Technology has the potential to transform the way people manage their own health, care and wellbeing, empowering them to manage it in a way that is right for them. For this ambition to reach its full potential, it is imperative that people are supported by a knowledgeable and skilled workforce who can work confidently with technology to support health, wellbeing, choice and independence.
Key areas for consideration focus on upskilling the workforce, learning and development and building confidence in the benefits of using technology in health, care, housing and support services.
A greater understanding of technologies, what they mean for the delivery of health and care services and how they can be used to support self-management, health, care and wellbeing, is required. Additionally, there are clear needs to promote a culture of appreciation and build professional confidence towards Scotland’s digital agenda. All of this highlights the need for change and, particularly, the immediate need to instil a ‘culture of readiness’ towards ‘new ways of working’.
The key recommendation is in developing and upskilling the workforce and building confidence in the benefits towards using technology in health, housing, care and support services. Other aspects include leadership and management and a consideration of finance and resources.
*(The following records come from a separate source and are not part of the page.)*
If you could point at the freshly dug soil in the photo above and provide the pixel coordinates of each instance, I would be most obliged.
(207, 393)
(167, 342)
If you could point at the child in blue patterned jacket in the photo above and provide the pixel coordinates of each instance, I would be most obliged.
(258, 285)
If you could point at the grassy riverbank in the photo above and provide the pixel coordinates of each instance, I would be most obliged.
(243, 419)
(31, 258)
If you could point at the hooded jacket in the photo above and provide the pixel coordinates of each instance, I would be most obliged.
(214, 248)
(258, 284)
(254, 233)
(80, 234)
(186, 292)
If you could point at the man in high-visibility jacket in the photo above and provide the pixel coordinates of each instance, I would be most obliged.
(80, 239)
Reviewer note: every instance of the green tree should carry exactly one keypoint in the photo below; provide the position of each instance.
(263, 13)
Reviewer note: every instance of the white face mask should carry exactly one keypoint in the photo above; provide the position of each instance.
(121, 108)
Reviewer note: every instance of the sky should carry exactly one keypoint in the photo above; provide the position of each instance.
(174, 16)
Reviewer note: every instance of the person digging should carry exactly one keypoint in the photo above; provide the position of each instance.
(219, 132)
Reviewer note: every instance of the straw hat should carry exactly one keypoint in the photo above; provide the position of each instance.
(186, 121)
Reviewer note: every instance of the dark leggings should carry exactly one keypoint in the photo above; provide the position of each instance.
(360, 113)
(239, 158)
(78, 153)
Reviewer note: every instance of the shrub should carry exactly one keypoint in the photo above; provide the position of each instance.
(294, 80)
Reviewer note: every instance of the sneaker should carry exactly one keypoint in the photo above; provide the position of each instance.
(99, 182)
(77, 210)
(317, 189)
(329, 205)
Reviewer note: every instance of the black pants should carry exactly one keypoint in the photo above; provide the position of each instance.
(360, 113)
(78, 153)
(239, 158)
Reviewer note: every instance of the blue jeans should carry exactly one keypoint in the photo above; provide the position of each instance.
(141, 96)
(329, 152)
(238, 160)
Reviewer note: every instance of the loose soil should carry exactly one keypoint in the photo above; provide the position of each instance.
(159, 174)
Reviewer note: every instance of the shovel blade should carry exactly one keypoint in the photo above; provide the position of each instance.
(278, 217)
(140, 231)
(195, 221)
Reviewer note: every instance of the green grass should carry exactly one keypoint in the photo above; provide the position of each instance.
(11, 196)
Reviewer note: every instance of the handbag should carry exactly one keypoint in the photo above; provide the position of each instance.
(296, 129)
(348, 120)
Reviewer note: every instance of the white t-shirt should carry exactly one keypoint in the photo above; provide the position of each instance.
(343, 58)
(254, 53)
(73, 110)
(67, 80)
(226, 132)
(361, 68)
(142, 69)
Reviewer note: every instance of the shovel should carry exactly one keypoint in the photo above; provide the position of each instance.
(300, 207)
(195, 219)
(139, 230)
National awareness raising programme and promotion of digital technologies for health and care. This should demonstrate the benefits and advantages for the workforce and generate increased knowledge and understanding of using such technologies in everyday work.
Develop a national online learning resource to cover all aspects of digital technologies for health and care.
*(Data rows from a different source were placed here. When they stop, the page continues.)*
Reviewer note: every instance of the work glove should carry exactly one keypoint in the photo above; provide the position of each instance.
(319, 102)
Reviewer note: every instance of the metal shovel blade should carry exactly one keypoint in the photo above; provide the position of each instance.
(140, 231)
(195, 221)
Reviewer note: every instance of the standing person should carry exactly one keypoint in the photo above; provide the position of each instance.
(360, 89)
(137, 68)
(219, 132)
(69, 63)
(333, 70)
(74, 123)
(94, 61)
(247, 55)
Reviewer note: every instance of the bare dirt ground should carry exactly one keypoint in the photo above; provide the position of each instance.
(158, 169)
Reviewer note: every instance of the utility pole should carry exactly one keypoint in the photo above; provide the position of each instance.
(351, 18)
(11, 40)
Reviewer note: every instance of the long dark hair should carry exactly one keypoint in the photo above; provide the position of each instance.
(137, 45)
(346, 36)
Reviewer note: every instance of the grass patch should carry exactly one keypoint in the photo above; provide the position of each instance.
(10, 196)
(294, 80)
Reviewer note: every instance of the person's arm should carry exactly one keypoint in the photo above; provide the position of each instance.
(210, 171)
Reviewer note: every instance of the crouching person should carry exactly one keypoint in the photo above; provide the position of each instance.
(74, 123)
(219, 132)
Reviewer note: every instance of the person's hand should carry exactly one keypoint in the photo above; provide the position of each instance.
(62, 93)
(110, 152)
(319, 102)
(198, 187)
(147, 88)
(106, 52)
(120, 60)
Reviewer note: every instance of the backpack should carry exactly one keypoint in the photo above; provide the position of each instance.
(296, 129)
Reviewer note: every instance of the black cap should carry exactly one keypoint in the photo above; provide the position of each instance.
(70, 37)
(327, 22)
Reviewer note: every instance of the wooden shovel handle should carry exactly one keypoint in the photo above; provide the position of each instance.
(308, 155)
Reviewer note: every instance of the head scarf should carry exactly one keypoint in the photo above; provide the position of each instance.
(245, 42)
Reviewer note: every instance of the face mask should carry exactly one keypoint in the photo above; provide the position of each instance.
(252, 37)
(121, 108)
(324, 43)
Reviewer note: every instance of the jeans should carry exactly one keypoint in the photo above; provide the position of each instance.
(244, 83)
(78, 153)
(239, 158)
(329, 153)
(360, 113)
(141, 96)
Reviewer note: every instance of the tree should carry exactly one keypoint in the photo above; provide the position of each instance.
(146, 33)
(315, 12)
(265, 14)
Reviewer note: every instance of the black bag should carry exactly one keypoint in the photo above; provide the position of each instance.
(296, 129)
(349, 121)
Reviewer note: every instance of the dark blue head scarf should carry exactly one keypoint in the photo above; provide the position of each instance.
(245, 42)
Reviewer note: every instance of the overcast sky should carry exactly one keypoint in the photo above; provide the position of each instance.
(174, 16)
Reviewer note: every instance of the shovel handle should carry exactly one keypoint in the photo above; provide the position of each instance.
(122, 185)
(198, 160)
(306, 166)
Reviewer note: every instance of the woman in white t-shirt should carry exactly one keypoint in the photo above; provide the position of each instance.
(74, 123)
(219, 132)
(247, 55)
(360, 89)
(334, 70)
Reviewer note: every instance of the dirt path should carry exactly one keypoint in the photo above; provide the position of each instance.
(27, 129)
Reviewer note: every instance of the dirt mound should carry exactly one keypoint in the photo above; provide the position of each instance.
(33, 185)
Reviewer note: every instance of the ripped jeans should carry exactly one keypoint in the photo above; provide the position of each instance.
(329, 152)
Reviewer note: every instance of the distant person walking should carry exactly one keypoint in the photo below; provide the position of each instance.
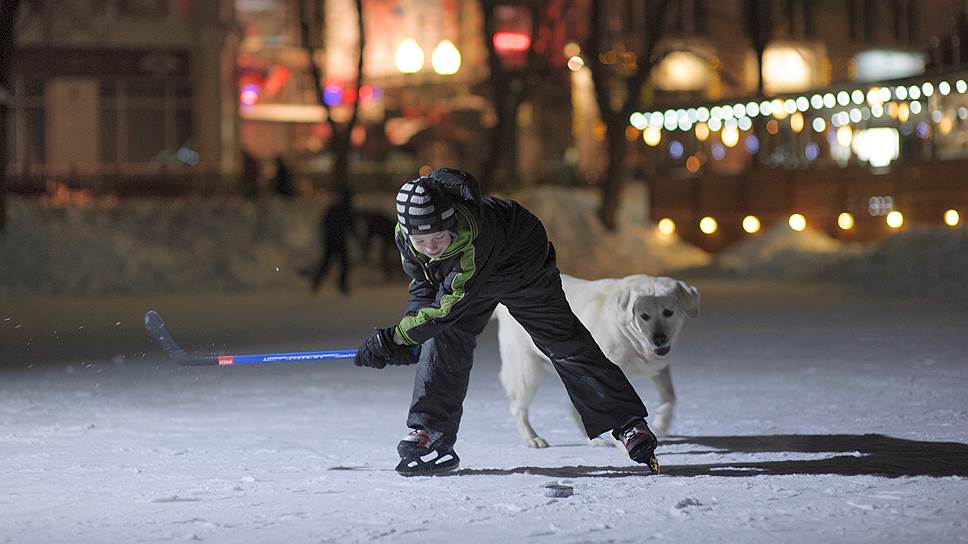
(336, 226)
(379, 242)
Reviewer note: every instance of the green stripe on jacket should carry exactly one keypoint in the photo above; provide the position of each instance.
(466, 233)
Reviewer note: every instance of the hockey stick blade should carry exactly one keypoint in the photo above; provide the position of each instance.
(156, 327)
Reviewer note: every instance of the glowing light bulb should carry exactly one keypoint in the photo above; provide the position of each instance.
(409, 57)
(895, 219)
(446, 58)
(666, 226)
(845, 221)
(951, 218)
(708, 225)
(751, 224)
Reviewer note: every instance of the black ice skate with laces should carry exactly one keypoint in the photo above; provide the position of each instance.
(640, 443)
(425, 452)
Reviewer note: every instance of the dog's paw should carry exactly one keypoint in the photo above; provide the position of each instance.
(536, 442)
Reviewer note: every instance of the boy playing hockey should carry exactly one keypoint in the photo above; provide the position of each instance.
(465, 254)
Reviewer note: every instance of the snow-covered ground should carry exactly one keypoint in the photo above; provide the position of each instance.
(807, 414)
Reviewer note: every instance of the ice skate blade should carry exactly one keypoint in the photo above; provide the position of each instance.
(418, 467)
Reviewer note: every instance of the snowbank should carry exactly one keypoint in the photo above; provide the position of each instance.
(924, 262)
(782, 252)
(586, 249)
(156, 246)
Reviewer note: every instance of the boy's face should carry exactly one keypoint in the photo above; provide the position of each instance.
(432, 244)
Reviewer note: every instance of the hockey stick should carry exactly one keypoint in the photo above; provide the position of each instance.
(156, 327)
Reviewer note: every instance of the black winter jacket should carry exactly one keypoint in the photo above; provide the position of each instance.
(499, 248)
Implement a national online learning resource and ‘face to face’ (live) learning networks for ongoing support, learning and development.
Consider a national stepped learning framework such as informed, skilled, enhanced and expert.
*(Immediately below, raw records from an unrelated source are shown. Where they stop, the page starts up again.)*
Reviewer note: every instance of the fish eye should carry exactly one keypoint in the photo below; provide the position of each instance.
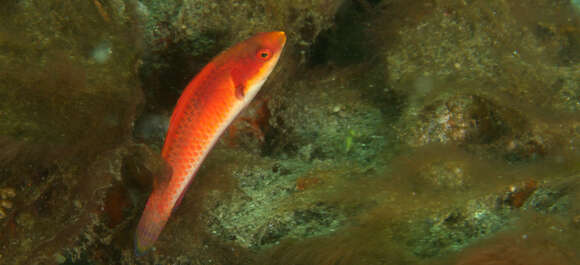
(264, 54)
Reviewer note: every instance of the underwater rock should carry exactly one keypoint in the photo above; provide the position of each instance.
(326, 120)
(64, 109)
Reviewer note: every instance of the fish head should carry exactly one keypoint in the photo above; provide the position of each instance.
(254, 60)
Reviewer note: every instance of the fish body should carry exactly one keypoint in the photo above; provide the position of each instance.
(207, 106)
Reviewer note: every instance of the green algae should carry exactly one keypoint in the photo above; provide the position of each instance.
(396, 133)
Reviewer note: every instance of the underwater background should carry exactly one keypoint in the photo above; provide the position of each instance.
(391, 132)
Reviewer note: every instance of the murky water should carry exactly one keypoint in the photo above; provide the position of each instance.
(390, 132)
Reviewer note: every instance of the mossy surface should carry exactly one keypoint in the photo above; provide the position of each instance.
(431, 132)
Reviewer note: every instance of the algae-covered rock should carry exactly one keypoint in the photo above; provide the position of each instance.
(69, 94)
(431, 132)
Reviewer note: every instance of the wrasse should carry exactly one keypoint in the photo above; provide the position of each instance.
(208, 105)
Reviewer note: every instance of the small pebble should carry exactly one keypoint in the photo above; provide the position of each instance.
(6, 204)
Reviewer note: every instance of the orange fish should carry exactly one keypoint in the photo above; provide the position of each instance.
(207, 106)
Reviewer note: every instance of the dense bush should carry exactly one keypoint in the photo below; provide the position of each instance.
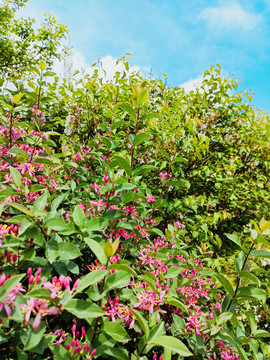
(117, 201)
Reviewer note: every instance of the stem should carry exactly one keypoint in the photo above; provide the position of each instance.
(99, 303)
(39, 90)
(10, 128)
(167, 177)
(239, 278)
(136, 130)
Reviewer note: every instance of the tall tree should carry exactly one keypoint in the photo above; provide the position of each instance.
(21, 45)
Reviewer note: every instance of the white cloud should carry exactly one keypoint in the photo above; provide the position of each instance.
(192, 84)
(231, 16)
(107, 67)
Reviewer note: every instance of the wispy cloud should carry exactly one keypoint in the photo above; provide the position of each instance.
(107, 67)
(192, 84)
(231, 16)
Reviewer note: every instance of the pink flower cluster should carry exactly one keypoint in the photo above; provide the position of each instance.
(39, 307)
(9, 300)
(77, 347)
(56, 285)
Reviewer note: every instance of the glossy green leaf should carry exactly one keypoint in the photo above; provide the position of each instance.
(124, 164)
(97, 249)
(173, 344)
(68, 251)
(140, 138)
(116, 331)
(78, 216)
(83, 309)
(16, 176)
(91, 278)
Support a national shift to ‘new ways of working’ and promote a ‘culture of readiness’ for a mainstreamed future digital health and care service.
Support a national drive to alleviate concerns around the use of digital technology in health and care services.
Develop NATIONAL strategies and measurable objectives for the deployment and mainstreaming of digital solutions for health and care services.
Consider further developing organisational partnerships and work with a range of stakeholders to drive forward a national approach to digital health and care.
Support a ‘digital by default’ ethos and the mainstreaming of digital technologies for health and care.
Encourage and promote the necessary deployment of a digital infrastructure and IT investment to support Scotland’s ambitions for digital transformation of health and care services.
In conclusion, the results presented here suggest that further work is required to drive forward the ambitious digital vision for health and social care services in Scotland.
However, the mere provision of cutting edge technologies alone will not drive transformative change. The workforce is at the very heart of delivering high quality care, building workforce skills and confidence and changing workforce perceptions (at the outset) are required to maximise effective and at-scale use of technology.
This in turn could empower the people of Scotland to harness the power of digital technologies and further embed preventative measures to health, wellbeing and care.